Retour sur Hellboy, un comic aussi original que percutant.
Le pitch tout d'abord. Hellboy nous conte les aventures d'un démon, initialement invoqué par Raspoutine pour le compte des nazis, et recueilli ensuite par l'armée américaine. Quelques années plus tard, Hellboy travaille pour le BPRD (Bureau for Paranormal Research and Defense) et parcourt le monde, affrontant des menaces mystérieuses et variées.
Voilà, nous sommes donc en gros dans le domaine du paranormal. Graphiquement, le dessin de Mike Mignola est très stylisé, non réaliste, et joue sur les contrastes en utilisant la technique du clair-obscur. Certaines cases sont parfois très dépouillées et simplistes, mais l'ensemble parvient tout de même à générer une atmosphère troublante et à faciliter l'immersion pour peu que l'on ne soit pas réfractaire à ce style particulier.
Cependant, ce qui marque le plus dans l'œuvre de cet auteur, c'est essentiellement son choix narratif. La plupart des volumes (édités en France chez Delcourt) fonctionnent en fait comme un recueil d'histoires fort courtes et constituées d'une douzaine de planches (parfois seulement huit !). Le gros défaut de ce parti-pris est qu'il est difficile - voire impossible - de camper des personnages secondaires un tant soit peu développés. De plus, à peine rentré dans une ambiance rapidement créée, le lecteur se voit bousculé vers la suite, à la rencontre d'un autre lieu.
Nous ne sommes donc pas en présence des longs récits habituels mais, passé un moment de surprise - voire de gêne - l'on finit par s'y faire et se laisser entraîner dans cette expérience surprenante.
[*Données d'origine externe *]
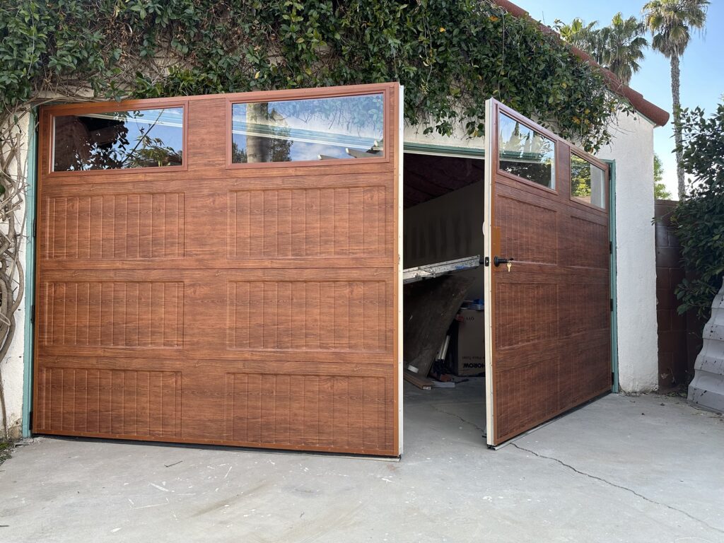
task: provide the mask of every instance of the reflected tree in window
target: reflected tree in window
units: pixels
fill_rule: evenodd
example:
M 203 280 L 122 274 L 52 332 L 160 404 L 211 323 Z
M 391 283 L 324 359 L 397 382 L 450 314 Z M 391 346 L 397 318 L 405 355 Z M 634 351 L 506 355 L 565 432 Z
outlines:
M 235 104 L 235 163 L 384 156 L 382 95 Z
M 555 143 L 552 140 L 501 115 L 498 148 L 502 171 L 553 188 Z
M 182 108 L 56 117 L 54 169 L 180 166 L 182 122 Z

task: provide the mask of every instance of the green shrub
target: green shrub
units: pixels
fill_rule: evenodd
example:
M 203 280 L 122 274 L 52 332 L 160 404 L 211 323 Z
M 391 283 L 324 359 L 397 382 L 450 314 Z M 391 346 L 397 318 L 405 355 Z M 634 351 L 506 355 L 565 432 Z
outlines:
M 678 285 L 680 313 L 707 319 L 724 273 L 724 103 L 707 117 L 701 108 L 682 111 L 686 198 L 672 220 L 689 276 Z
Les vampires succèdent aux fantômes ou aux sociétés secrètes, les pays et les époques défilent, tout comme les visages grimaçants, et on en arrive à se laisser bercer par cet onirique voyage.
Malgré les thèmes horrifiques et démoniaques de ses histoires, Mignola reste néanmoins dans une forme très esthétisante de l'épouvante, sorte de cauchemar lisse dans lequel le sang coule mais prend l'apparence d'un joli aplat. Il est évident que l'on peut sentir dans Hellboy l'influence de certains écrivains, comme Edgar Allan Poe. L'une de ses nouvelles, Le Ver Conquérant, a d'ailleurs donné son titre à l'un des TPB de la série. Il faut reconnaître qu'un véritable parallèle existe entre ces deux auteurs, non seulement dans l'ambiance générale qui se dégage de leurs récits mais également dans leur manière de privilégier l'atmosphère plus que l'histoire au sens strict.
Notons tout de même l'importance de Hellboy lui-même pour son charisme (et son physique atypique) mais aussi et surtout pour son rôle essentiel de "trait d'union" entre les différents lieux et protagonistes. Le personnage, démon, aventurier en quête de son passé, agent d'une organisation qui est loin d'être irréprochable, est d'une grande richesse et se trouve même lié au Roi Arthur, Mignola n'hésitant pas à puiser dans les mythes et l'Histoire pour asseoir son univers baroque et gothique.
En conclusion, voilà une série à part, très travaillée et sortant des sentiers battus. Si vous souhaitez délaisser pour un temps le monde des Masques et vous offrir une excursion dans l'étrange, Mignola pourrait bien vous offrir une balade dont vous vous souviendrez, après avoir tourné la dernière page, comme d'un rêve étrange et envoûtant.